Experience on finetuning for specific language
Hi, i've tested the model performed well for almost of my cases. However, there still small issue with tone marks. My language is Vietnamese - is based on the Latin alphabet. Model sometime will confuse example "Phường" -> "Phòng", "Tỉnh" -> "Tinh" so i want to enhance performance on Vietnamese but also prevent catastrophic forgetting. I've checked the finetuning notebook and i think i should freeze the vision weights and unfreeze language weights for my case maybe i should LoRA instead of full fine-tuning to adapt correct tone mark? And how many sample will be a good starting point? I should collect pdf files with diverse structure to maintain the generic of model?
Hi,
Yes, i think finetuning makes a lot of sense in this case!

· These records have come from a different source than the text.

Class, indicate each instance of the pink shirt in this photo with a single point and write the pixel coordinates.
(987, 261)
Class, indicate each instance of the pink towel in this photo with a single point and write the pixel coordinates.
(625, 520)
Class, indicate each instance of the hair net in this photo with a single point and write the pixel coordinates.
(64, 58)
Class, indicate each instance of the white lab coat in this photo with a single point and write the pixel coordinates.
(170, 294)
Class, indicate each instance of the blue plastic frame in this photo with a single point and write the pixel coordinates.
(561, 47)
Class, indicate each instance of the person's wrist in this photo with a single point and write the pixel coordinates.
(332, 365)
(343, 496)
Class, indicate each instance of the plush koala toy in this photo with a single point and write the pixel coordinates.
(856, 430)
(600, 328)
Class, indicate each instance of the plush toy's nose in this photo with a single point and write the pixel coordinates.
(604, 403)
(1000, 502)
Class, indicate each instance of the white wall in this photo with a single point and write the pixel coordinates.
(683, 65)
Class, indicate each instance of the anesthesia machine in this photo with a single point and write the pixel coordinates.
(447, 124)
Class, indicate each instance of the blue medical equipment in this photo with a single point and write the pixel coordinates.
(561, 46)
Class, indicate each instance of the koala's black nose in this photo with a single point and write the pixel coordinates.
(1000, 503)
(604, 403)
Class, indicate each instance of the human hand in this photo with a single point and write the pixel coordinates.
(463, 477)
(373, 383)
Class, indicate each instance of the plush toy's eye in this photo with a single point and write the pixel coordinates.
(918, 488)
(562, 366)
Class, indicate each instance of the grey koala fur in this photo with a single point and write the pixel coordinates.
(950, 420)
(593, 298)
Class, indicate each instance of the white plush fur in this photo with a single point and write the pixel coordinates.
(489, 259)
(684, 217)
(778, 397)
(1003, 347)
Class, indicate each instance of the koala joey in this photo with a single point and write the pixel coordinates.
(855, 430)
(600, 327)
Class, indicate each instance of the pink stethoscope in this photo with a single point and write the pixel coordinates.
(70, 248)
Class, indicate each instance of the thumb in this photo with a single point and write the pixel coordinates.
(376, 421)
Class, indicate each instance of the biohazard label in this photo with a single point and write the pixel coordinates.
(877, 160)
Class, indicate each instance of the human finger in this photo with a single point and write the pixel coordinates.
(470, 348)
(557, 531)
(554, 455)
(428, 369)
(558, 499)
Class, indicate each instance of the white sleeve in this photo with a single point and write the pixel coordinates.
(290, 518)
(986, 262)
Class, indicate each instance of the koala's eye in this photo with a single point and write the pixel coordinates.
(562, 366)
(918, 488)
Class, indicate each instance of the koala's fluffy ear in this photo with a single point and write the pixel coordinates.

Hi, i've tested the model performed well for almost of my cases. However, there still small issue with tone marks. My language is Vietnamese - is based on the Latin alphabet. Model sometime will confuse example "Phường" -> "Phòng", "Tỉnh" -> "Tinh" so i want to enhance performance on Vietnamese but also prevent catastrophic forgetting. I've checked the finetuning notebook and i think i should freeze the vision weights and unfreeze language weights for my case maybe i should LoRA instead of full fine-tuning to adapt correct tone mark? And how many sample will be a good starting point? I should collect pdf files with diverse structure to maintain the generic of model?
Yes! Freeze vision weights and train only on language weights with LoRA, works like magic! Tested.